Closed DavidVorick closed 9 years ago
My vote is to use a Go library if possible. Efficiency shouldn't be a primary concern while we're in beta.
golang libraries: https://godoc.org/code.google.com/p/rsc/gf256 https://codereview.appspot.com/3295042/
research papers: http://www.eecs.berkeley.edu/~rashmikv/research.html
For now if we can figure out how to get gf256 working that's my vote. Once we want higher efficiency and better stuffs we can email rashmik & co. and see if they have reference implementations of their new research.
Yeah I saw gf256 too. If rsc (Russ Cox) made it, then I trust that it's very well written. (he works in Kendall Square btw, we should say hi :P)

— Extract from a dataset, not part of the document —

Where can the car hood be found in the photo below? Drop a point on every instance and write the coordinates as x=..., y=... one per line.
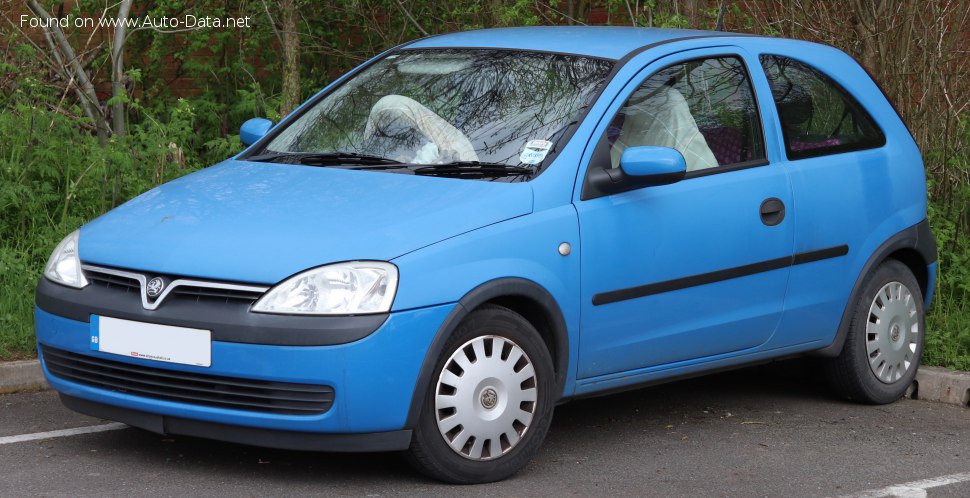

rsc = reed solomon coding?
oh lol I guess not. welp that's misleading
That's a pretty funny coincidence haha
On Usenet its very normal to use PAR2 files for this, so I am not sure if this should be in Sia itself, since it would be the same as adding automatic zip-support to Sia. It's an responsibility of the client to add PAR2 files (or not) for erasure codes, or wether to use ZIP on their data or not, etc.
http://www.quickpar.org.uk/VerifyingAndRepairing.htm http://parchive.sourceforge.net/docs/specifications/parity-volume-spec/article-spec.html
Need to be able to split files up and store them in multiple places, and perhaps have some sort of file health indicator or whatever. Files need to go up and be healthy.
I don't currently know if the regenerating codes are finished/ready, so we should probably just use the longhair library again (if we can manage cross-compilation) or some slower library that has been written in go.
It's not a big deal to require the user to have the file to do repairs, especially since it's only a temporary requirement thanks to regenerating codes.